Neural Development – Postnatal development of the respiratory network

Prematurely born babies typically show apneas of prematurity and often require artificial ventilation. The Ramirez laboratory in collaboration with the laboratory of Dr. “Skip” Smith (Center for Developmental Therapeutics) studies the pre- and postnatal development of the respiratory network. Dr. Jenna Schuster characterizes changes in the respiratory network in prematurely born mice using a variety of electrophysiological and histological approaches. We are also interested in understanding Sudden Infant Death Syndrome which in human occurs predominantly during a certain developmental time window of 2 months. These children fail to resuscitate when exposed to hypoxic and hypercapnic conditions, and boys are more affected than girls. Our investigations in the respiratory network of mice indicate that neurons dependent on the persistent sodium currents are critical for gasping and autoresuscitation and these neurons and their modulation by serotonin are developmentally regulated.
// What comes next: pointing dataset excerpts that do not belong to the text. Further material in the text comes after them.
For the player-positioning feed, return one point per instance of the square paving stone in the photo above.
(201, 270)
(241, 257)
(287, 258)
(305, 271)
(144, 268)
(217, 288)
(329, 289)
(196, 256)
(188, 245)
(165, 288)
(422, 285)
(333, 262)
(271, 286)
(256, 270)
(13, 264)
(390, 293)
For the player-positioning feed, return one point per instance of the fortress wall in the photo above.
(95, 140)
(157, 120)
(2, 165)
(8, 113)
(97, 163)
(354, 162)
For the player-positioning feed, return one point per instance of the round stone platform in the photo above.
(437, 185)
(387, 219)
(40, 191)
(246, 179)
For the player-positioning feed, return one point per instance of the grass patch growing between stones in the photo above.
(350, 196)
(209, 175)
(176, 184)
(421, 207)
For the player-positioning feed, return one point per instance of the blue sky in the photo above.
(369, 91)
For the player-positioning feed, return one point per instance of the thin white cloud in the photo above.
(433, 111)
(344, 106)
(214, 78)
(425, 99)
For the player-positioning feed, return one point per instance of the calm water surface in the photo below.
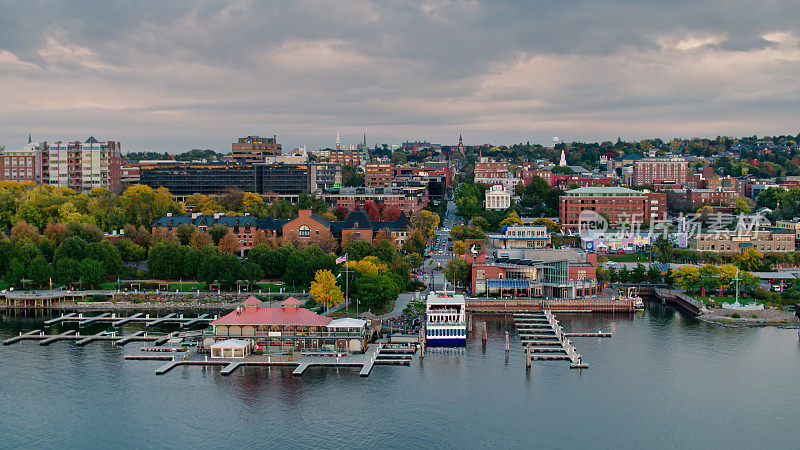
(662, 381)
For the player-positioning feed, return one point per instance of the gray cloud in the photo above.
(176, 75)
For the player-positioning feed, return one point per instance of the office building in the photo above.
(255, 149)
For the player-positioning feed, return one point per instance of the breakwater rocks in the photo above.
(763, 318)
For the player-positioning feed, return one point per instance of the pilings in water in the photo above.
(542, 332)
(23, 336)
(117, 321)
(56, 337)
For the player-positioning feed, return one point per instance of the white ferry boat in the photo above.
(633, 294)
(445, 323)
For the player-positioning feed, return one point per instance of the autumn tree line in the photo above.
(56, 237)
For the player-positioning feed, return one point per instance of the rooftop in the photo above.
(612, 190)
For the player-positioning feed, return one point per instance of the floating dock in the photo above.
(117, 321)
(545, 339)
(73, 335)
(365, 362)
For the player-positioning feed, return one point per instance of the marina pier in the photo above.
(117, 321)
(364, 361)
(545, 339)
(73, 335)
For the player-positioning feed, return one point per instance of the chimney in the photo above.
(591, 258)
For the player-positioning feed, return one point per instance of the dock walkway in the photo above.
(364, 361)
(545, 339)
(117, 321)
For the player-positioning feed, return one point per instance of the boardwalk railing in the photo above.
(596, 305)
(681, 299)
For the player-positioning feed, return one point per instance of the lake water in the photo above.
(663, 381)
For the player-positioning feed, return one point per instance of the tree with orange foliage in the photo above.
(382, 234)
(391, 212)
(230, 245)
(200, 239)
(24, 231)
(325, 241)
(56, 232)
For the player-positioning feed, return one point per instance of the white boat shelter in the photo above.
(347, 324)
(231, 348)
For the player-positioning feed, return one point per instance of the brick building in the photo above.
(20, 165)
(616, 203)
(711, 197)
(305, 229)
(378, 174)
(764, 240)
(255, 149)
(659, 170)
(81, 166)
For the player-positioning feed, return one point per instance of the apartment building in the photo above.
(378, 174)
(497, 198)
(20, 165)
(617, 204)
(660, 170)
(255, 149)
(765, 240)
(81, 166)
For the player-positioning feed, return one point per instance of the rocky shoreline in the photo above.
(766, 318)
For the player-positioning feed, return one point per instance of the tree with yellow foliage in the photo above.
(325, 291)
(511, 219)
(370, 264)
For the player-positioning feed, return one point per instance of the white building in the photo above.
(497, 197)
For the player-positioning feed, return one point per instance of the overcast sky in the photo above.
(172, 75)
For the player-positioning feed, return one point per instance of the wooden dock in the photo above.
(74, 335)
(545, 339)
(56, 337)
(125, 320)
(365, 361)
(22, 336)
(117, 321)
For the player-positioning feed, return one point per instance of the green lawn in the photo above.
(191, 286)
(628, 257)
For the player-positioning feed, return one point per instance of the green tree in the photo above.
(457, 272)
(217, 232)
(358, 250)
(385, 251)
(253, 273)
(653, 275)
(91, 271)
(67, 270)
(749, 259)
(39, 271)
(164, 259)
(184, 233)
(741, 206)
(663, 250)
(72, 247)
(639, 274)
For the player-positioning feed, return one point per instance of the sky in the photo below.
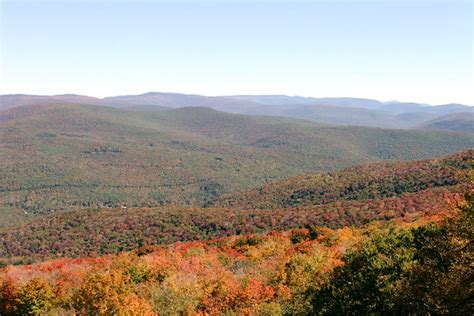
(386, 50)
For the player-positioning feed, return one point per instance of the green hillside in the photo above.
(63, 157)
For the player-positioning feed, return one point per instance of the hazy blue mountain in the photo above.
(459, 122)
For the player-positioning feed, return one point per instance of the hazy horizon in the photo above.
(411, 52)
Developmental changes in the properties of these ionic currents could explain aspects of an increased sensitivity of the respiratory network and the gender difference during a certain window of postnatal development. In collaboration with Dr. Kamal Sharma (University of Chicago) we are also investigating the functional role of neurons of the embryonic V2a lineage in the control of breathing and sleep. These neurons are critical for maintaining normal respiratory drive in newly born mice.